En regardant aujourd’hui quelques images de TRILOGIE à travers des vidéogrammes ou des photographies, on mesure à quel point son travail est cohérent et puissant. Bien entendu, ces traces sont ce qu’elles sont : un agglomérat de morceaux captés, de fragments épars ou, au mieux, des éclats qui indiquent des territoires qui furent sublimes mais, à ce jour et jusqu’à nouvel ordre, enfouis. Et pourtant, il suffit d’un coup d’œil pour y retrouver les mêmes motifs plastiques qui résonnent d’un spectacle à l’autre, indiquant à qui voudrait encore en douter que tout ceci constitue bien un ensemble solide, un bloc compact, en un mot une œuvre.
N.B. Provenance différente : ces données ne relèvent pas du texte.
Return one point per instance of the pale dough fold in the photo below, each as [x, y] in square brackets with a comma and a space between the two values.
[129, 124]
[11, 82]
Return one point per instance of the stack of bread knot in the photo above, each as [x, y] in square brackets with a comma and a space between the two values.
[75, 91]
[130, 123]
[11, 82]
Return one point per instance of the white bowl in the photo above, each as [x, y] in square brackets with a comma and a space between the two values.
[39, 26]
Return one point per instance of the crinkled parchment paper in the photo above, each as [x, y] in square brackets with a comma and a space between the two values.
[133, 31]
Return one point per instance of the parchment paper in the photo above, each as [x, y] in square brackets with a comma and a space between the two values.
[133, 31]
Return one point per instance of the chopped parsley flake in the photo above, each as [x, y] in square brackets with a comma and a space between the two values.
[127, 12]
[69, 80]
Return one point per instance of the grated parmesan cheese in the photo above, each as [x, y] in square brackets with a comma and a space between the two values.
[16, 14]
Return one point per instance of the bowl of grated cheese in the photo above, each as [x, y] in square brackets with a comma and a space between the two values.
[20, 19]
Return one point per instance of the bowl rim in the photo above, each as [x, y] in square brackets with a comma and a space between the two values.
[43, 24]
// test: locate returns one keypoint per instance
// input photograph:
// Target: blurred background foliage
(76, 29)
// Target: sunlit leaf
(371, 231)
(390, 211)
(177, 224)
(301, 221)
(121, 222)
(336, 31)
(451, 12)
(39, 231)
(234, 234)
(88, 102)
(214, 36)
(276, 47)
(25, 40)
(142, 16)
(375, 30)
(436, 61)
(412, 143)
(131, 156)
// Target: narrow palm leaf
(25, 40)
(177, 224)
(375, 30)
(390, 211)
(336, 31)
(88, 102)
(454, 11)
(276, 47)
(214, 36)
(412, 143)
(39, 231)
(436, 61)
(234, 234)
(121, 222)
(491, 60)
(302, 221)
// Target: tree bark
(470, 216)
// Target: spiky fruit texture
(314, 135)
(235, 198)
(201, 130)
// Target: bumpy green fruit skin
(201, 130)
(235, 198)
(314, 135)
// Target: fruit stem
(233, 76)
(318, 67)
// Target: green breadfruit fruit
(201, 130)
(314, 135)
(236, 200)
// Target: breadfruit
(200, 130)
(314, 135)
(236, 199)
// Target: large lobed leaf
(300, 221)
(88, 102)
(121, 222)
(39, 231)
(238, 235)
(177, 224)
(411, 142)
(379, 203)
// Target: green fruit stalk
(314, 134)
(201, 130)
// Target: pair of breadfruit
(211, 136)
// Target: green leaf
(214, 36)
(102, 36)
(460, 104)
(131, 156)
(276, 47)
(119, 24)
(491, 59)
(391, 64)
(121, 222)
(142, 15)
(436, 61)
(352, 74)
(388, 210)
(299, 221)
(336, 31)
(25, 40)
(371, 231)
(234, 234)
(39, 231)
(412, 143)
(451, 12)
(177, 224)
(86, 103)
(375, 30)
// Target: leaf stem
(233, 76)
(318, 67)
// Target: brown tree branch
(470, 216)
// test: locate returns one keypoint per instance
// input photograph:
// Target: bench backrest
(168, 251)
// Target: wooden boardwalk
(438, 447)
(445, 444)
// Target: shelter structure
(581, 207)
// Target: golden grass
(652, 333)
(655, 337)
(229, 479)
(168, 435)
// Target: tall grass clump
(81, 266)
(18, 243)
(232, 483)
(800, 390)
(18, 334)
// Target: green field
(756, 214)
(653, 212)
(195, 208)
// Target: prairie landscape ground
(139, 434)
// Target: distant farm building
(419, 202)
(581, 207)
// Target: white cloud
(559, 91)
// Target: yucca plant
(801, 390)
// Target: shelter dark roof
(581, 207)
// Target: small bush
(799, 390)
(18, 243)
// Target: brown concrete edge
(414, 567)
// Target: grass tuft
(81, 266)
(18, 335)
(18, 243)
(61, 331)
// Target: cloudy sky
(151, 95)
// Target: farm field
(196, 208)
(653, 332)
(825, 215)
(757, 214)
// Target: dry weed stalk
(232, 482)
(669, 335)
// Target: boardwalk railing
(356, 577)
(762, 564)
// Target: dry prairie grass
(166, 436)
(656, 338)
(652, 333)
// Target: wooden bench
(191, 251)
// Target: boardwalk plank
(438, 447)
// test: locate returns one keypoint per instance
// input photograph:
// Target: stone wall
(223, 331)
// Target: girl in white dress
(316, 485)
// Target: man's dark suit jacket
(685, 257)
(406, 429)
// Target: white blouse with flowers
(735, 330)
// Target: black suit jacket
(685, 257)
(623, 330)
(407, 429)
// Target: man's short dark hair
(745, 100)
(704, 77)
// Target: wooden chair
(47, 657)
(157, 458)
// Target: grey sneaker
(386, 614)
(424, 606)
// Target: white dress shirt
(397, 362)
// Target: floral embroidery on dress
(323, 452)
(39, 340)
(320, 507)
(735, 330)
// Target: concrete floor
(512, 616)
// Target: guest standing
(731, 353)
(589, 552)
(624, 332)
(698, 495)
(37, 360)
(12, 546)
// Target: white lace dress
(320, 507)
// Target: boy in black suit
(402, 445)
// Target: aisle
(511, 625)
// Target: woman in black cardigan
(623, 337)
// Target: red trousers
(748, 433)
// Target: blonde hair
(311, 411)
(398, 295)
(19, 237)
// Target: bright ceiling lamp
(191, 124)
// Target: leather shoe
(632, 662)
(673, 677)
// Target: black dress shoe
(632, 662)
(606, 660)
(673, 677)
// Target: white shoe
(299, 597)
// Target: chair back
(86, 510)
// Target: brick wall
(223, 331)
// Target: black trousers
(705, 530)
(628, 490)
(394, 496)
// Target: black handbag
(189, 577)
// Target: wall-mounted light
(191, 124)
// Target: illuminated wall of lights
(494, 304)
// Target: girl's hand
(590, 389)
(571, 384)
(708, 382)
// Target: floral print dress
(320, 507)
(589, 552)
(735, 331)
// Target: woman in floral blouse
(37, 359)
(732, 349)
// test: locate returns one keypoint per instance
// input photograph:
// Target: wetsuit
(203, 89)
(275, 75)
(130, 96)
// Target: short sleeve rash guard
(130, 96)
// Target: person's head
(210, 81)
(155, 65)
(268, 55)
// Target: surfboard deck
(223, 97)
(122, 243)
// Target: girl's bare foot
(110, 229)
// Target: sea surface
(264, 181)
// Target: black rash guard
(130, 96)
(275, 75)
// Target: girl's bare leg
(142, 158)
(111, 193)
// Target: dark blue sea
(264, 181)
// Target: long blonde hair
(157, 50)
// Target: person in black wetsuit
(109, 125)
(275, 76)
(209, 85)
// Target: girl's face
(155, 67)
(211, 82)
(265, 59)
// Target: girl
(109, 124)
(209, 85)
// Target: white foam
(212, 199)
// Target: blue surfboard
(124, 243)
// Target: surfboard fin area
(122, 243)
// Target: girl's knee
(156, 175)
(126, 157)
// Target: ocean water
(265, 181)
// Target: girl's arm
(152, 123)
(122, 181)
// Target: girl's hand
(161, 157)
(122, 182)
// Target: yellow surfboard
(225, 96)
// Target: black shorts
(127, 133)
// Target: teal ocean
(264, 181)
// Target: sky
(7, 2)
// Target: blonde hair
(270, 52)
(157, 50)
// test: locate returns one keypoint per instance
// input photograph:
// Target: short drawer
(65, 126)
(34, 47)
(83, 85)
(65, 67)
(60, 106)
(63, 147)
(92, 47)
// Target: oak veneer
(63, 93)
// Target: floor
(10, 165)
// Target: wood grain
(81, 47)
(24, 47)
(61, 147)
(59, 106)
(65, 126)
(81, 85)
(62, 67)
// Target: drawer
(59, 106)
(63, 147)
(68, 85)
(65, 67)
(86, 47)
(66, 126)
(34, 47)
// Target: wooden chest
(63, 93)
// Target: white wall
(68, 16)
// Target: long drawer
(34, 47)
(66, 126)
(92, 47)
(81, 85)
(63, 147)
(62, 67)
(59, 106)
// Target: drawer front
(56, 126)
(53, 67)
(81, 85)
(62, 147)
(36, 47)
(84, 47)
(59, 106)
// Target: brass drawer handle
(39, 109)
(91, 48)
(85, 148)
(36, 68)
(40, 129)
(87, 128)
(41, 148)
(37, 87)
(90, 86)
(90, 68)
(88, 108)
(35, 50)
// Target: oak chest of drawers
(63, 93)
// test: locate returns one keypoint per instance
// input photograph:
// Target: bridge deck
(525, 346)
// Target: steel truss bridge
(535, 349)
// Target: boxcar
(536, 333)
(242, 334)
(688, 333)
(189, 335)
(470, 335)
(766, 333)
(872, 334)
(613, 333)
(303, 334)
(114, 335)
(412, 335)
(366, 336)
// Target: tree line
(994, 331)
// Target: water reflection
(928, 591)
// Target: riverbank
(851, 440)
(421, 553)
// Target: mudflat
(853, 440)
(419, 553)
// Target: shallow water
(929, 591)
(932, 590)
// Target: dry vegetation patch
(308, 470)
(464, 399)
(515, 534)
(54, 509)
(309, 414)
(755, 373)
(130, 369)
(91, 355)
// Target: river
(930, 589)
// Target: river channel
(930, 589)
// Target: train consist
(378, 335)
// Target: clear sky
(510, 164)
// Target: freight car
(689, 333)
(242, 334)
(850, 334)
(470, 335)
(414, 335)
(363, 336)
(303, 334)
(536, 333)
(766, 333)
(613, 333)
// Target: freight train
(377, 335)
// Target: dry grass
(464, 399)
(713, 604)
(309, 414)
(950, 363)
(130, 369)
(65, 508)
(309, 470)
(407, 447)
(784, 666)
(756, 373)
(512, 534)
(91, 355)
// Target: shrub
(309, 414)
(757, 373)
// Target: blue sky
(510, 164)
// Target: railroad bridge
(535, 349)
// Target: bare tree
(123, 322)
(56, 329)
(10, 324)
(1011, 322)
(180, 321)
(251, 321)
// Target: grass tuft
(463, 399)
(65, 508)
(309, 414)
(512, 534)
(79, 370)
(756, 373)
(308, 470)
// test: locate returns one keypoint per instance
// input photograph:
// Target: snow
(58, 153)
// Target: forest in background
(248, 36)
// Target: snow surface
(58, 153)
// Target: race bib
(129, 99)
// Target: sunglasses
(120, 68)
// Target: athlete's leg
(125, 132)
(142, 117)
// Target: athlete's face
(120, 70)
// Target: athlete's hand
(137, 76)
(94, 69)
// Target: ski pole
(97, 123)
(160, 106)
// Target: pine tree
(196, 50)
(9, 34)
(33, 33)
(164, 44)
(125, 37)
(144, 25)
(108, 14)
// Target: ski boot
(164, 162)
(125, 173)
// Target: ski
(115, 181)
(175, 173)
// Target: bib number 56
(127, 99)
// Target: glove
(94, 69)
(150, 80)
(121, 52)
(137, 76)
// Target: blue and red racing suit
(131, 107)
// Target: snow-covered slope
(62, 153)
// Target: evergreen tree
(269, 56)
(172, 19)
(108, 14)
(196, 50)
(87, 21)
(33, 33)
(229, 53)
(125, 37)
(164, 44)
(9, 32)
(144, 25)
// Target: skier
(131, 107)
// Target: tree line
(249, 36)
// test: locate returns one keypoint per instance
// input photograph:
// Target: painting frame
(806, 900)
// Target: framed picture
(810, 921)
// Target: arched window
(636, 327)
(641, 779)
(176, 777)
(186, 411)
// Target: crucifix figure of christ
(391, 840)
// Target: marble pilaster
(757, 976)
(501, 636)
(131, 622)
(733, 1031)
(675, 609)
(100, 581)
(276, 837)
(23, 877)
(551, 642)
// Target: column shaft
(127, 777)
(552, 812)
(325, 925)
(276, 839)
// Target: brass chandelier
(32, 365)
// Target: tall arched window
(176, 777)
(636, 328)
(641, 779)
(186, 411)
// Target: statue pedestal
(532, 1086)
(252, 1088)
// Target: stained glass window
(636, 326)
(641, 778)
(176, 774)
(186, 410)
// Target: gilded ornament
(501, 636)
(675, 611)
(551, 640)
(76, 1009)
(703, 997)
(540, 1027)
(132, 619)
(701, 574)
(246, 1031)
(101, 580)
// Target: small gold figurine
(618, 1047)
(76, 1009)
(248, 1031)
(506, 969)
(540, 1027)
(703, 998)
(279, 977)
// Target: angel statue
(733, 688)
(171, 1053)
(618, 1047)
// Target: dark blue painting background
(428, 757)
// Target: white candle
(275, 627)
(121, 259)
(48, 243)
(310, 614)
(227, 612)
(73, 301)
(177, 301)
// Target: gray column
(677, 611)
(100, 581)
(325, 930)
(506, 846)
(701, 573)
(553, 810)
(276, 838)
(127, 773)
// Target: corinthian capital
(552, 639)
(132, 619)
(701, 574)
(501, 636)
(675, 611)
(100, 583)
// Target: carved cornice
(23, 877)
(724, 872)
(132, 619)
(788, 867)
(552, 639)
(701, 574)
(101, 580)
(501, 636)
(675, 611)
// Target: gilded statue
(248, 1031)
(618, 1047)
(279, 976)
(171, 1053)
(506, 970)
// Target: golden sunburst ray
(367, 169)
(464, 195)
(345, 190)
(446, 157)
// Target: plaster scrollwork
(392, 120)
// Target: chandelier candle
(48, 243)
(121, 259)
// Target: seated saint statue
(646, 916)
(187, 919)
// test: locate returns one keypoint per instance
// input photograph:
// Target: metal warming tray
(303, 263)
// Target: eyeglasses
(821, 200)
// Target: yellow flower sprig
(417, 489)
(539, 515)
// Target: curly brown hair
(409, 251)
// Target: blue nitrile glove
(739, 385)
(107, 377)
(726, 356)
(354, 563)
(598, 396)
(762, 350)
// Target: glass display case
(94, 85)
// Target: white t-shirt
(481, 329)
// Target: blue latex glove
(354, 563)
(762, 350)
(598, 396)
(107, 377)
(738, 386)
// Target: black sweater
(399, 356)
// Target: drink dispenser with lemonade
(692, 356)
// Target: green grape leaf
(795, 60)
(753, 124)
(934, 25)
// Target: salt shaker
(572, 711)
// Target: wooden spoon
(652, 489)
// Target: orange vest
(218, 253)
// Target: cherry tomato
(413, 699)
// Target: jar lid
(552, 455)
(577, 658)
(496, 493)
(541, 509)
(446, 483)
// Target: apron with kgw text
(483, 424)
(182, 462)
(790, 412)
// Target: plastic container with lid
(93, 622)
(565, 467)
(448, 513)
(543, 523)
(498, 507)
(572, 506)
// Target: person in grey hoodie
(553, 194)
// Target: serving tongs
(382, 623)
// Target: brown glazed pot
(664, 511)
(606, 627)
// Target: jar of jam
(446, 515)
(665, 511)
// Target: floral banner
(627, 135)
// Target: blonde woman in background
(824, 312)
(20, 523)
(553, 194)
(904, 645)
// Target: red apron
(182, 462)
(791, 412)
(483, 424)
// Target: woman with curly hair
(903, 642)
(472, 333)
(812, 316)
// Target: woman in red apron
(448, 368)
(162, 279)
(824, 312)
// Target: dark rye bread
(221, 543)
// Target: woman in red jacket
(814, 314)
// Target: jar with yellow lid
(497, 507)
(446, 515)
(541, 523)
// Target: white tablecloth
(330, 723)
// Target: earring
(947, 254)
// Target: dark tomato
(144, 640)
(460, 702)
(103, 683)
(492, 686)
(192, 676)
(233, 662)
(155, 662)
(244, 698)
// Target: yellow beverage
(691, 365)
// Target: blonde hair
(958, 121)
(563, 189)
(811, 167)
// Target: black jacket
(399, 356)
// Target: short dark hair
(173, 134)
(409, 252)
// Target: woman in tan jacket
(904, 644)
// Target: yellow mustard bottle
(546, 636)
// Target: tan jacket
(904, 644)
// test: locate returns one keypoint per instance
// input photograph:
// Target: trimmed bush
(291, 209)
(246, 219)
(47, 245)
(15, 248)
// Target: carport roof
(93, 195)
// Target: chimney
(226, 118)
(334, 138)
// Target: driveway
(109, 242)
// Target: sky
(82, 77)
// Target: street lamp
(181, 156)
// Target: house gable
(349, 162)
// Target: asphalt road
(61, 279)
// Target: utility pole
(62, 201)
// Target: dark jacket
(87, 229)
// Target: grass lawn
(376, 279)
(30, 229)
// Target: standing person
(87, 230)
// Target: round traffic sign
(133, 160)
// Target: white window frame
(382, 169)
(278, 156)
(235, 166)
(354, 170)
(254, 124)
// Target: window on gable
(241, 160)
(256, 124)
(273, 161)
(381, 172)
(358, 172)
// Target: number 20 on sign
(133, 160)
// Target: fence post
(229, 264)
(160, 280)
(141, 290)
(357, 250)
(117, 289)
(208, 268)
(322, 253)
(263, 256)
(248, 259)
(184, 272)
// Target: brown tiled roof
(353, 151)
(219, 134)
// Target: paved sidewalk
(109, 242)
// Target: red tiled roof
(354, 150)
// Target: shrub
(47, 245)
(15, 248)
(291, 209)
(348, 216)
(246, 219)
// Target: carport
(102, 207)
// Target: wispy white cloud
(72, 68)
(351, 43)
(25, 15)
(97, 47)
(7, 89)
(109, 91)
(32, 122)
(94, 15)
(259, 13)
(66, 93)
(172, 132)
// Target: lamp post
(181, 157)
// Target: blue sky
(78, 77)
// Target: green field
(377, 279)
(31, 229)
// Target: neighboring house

Un jour, il faudrait tout de même qu’un programmateur relativement bien monté – pour ne pas dire couillu – décide de montrer ça côte à côte, afin que le spectateur d’aujourd’hui ou de demain puisse mesurer la force et l’étendue de cet ouvrage. TRILOGIE fut créée avec, entre chaque volet, deux voire trois ans d’intervalle et il est, de fait, difficile de cerner avec fraîcheur l’ensemble de ce travail tant la mémoire du spectateur joue son rôle, assemblant ce qui a été, agençant les images et les récits, les transformant et les recyclant suivant un processus inconscient, intime et fluctuant. Bien sûr, le théâtre est un art vivant qui répond aux mêmes lois que le vivant dans son ensemble et, en ce sens, il faut s’y soumettre avec rage. Mais si on est en droit de se frapper l’intégrale d’une filmographie afin de vérifier un détail, de parfaire la connaissance partielle qu’on aurait d’une œuvre littéraire ou plus simplement d’écouter pour la première fois un enregistrement, on devrait également pouvoir avoir l’opportunité de découvrir, côte à côte, ces trois spectacles-là.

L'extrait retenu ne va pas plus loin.